Йорген оборачивается, манит рукой женщину с уютным подносом:
— Давайте сразу еще грамм двести!
— Сейчас! — отвечает она сквозь туман.
Йорген высасывает из трубки последние силы, разглядывает мою бороду:
— Слушай, а я даже знаю, кто нам этого гнома сыграет.
— Кто?
— Ты! Ну?
Катуар смеется:
— Ты обиделся на него?
— Не очень было приятно. Не очень.
— Тогда не надо никакой бороды. И я больше не буду твоим стилистом. Извини меня, хорошо? Буду просто тихим декоратором, сделаю наконец абажур, птичью клетку.
— Делай скорее, потому что…
— Марк! Ты здесь? Ай-яй-яй! — Вазген обнимает меня и, царапая щеки, целует два раза. — Не ожидал! Ты же этот… мизантроп у нас. Мизантроп-пассионарий! А что за красавица с тобой?
— Катуар.
Вазген ладонью проводит по бриолиновому паркету на своей голове, из-под твидового манжета на свет выглядывают часы-многоглазки с четырьмя циферблатами: время в Москве, Лос-Анджелесе, Нью-Йорке, аэропорту Еревана.
— Катуар? Хорошо. Чем занимаешься?
Я не даю ей ответить, обхватив черную шелковую талию дрожащей лапкой.
— Катуар не понимает по-русски. Она француженка. Скоро вашей Америке кирдык!

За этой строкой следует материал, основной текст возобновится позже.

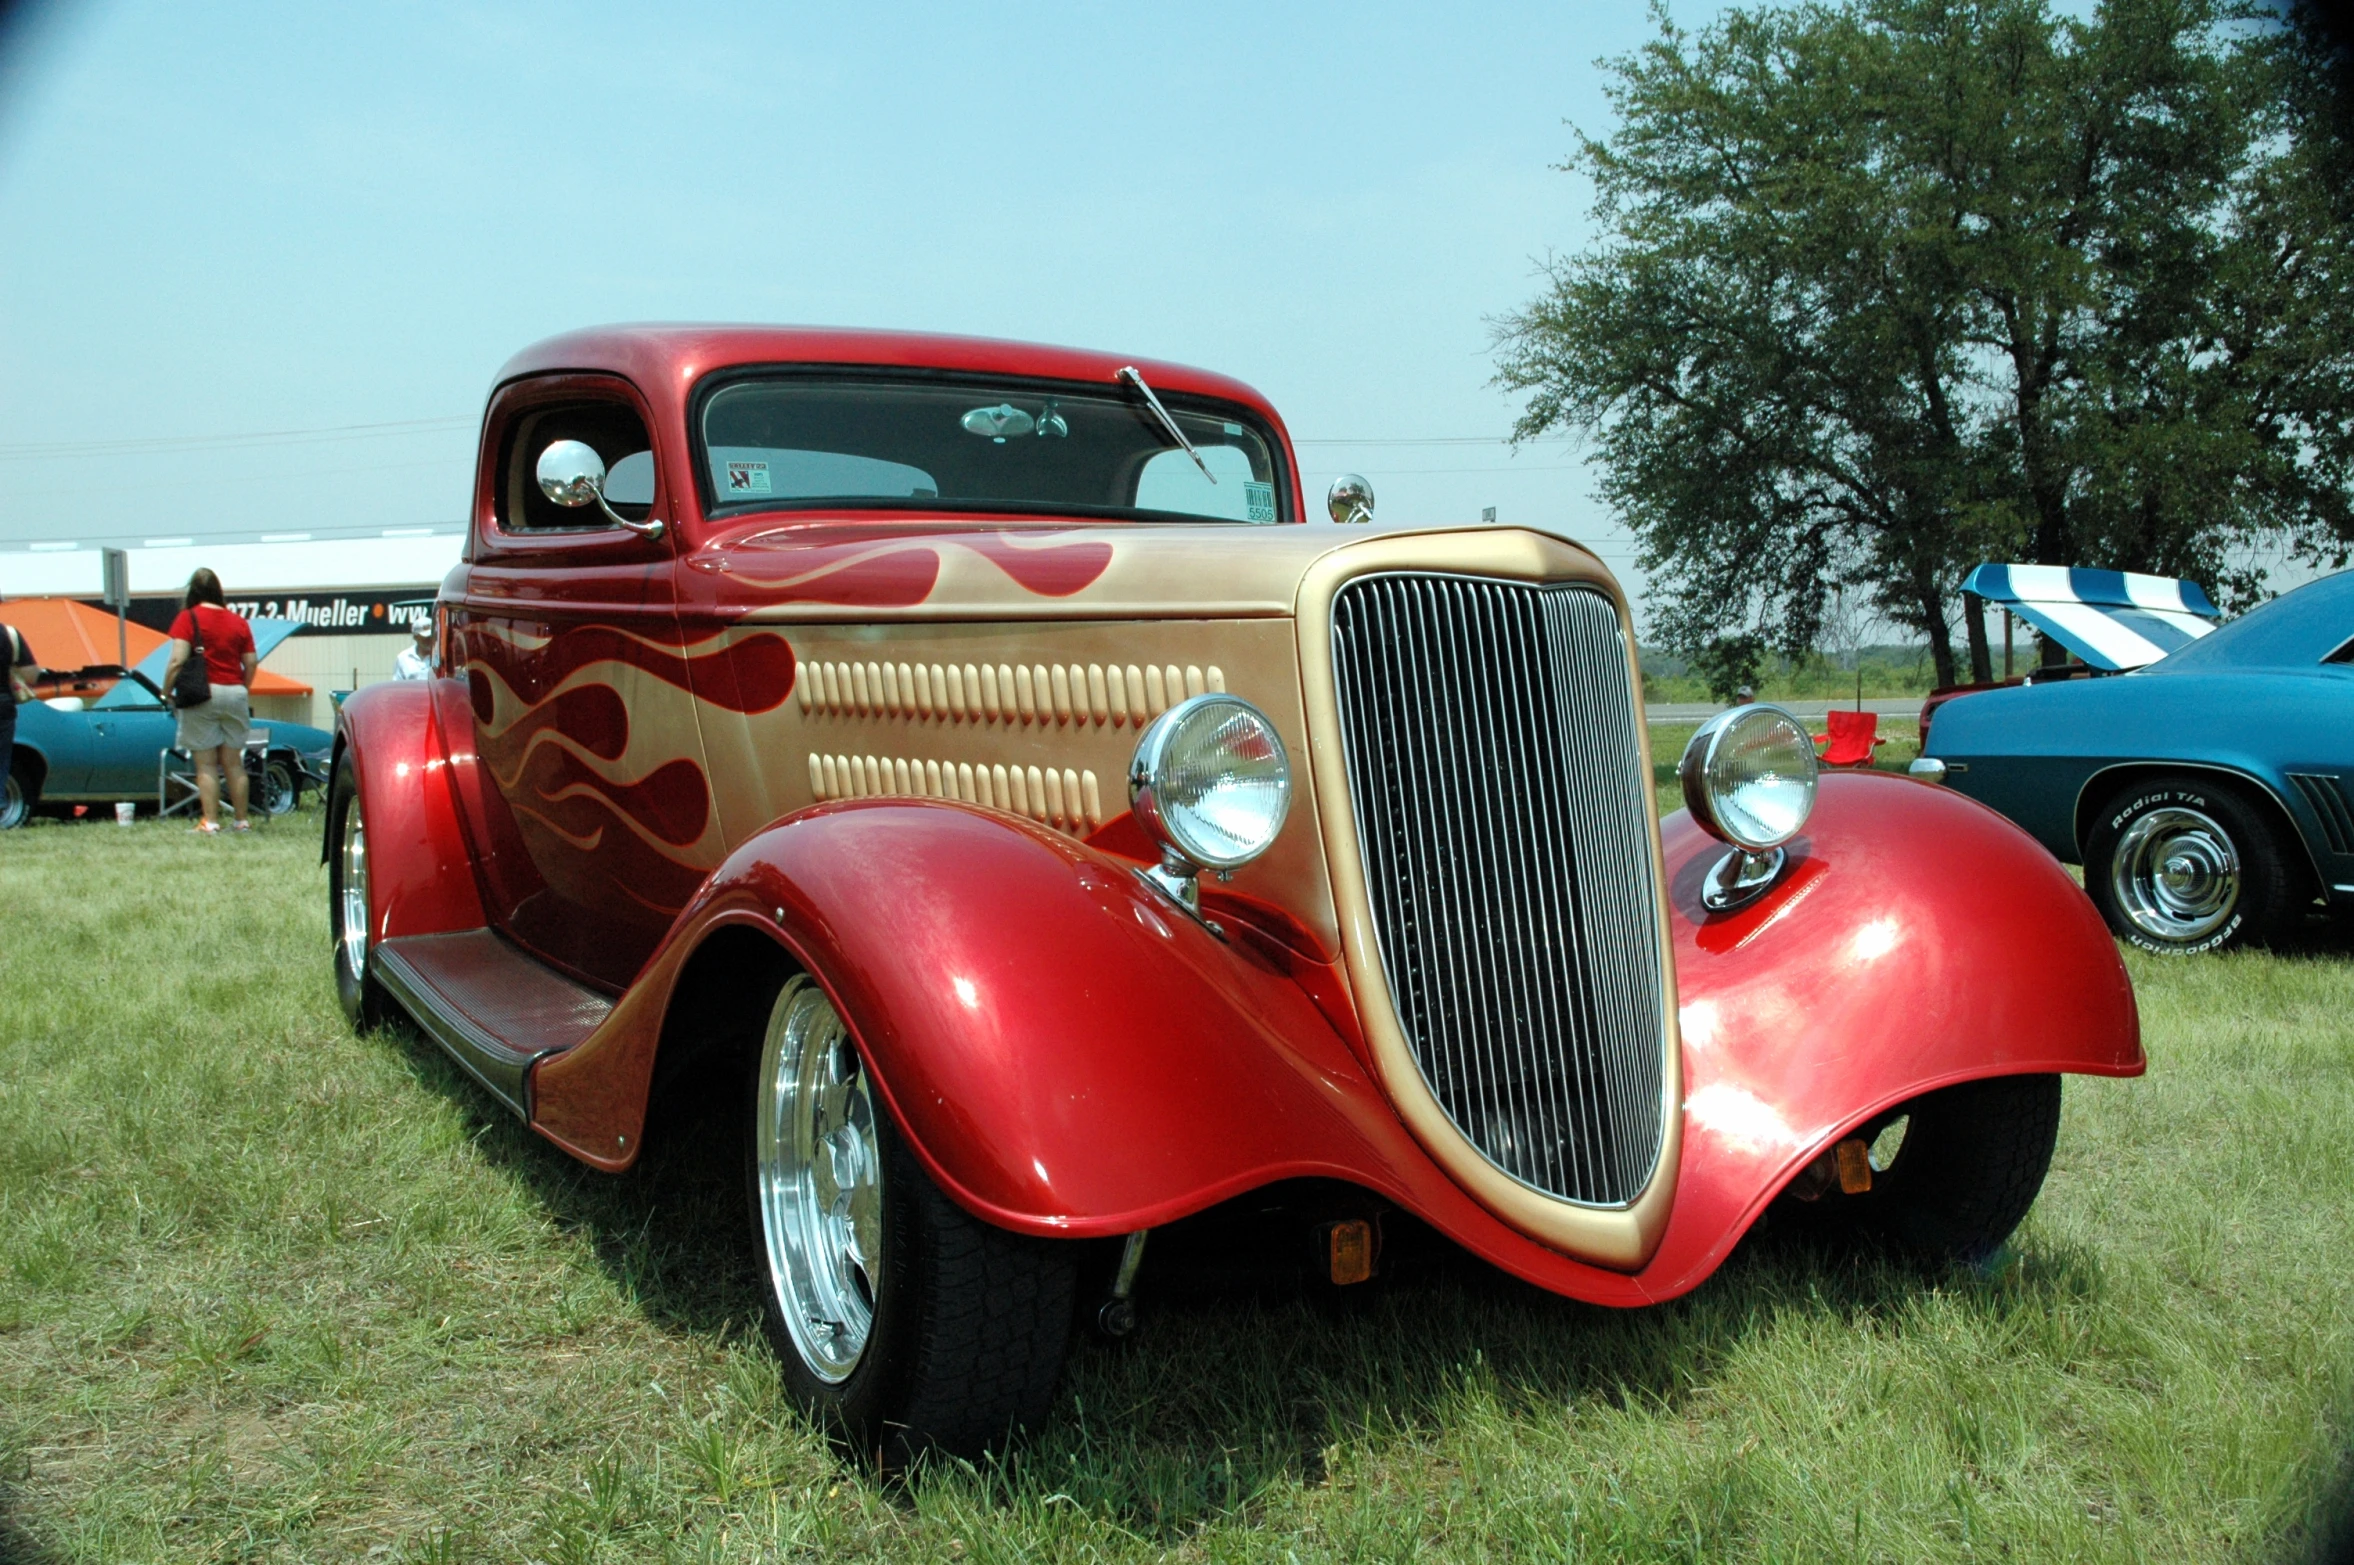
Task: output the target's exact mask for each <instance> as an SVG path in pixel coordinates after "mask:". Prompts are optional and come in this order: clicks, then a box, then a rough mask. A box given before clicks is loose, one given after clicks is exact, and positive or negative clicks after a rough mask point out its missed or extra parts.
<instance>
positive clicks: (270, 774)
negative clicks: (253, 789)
mask: <svg viewBox="0 0 2354 1565" xmlns="http://www.w3.org/2000/svg"><path fill="white" fill-rule="evenodd" d="M292 807H294V767H290V765H287V762H282V760H273V762H268V765H266V767H261V772H259V774H257V777H254V812H257V814H285V812H287V810H292Z"/></svg>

Катуар кивает и раскинув эстрадные руки, запевает на весь кинотеатр, круша голосом фотооптику и лампы софитов, поднимая подолы платьев из мэрилинского шелка:
— Nooooon! Rien de rien. Nooooon! Je ne regrette rien…
70
Хохоча и держась за руки, мы выбегаем из кинотеатра «Особый». Расталкивая водителей, охранников, сминая лица с обложек, выбивая из рук измученных нимф лакированные клатчи, разрывая свои приглашения и пуская их по ветру, вслед черному кортежу, что несется со стонами и хрипами по Новому Арбату — на закат, где дрожат паруса.
— Кто же научил тебя так с ходу врать? — Катуар, держась за мой локоть, снимает туфли и бросает их в чадную урну. — Сломался каблук. Пойду босиком. Кто, Марк? Карамзин?
— Нет, Птица, — я вдыхаю московский липовый отвар, настоянный на горячем битуме. — Карамзин тут ни при чем. Врать с ходу, легко, может научить только женщина.
71
Ами. Судьбоносная моя Ами. Как столкнуться с ней снова, соединиться, когда сценарий еще не написан? Что она должна совершить? Или я — ведь она все же дама. А я хоть и крошка, но почти джентльмен.
Могу механически составить детали. Гололед, она поскальзывается у входа в Университет, я поднимаю старушку. «Спасибо, юноша! Ах, это вы? Проводите меня, а то не дойду. Вы знаете, однажды я…» Но смазка дурная, цепь скрежещет и может сорваться.
Детали должны быть умаслены густо и жирновато.
Йорген делит эпизоды на правильные и неправильные.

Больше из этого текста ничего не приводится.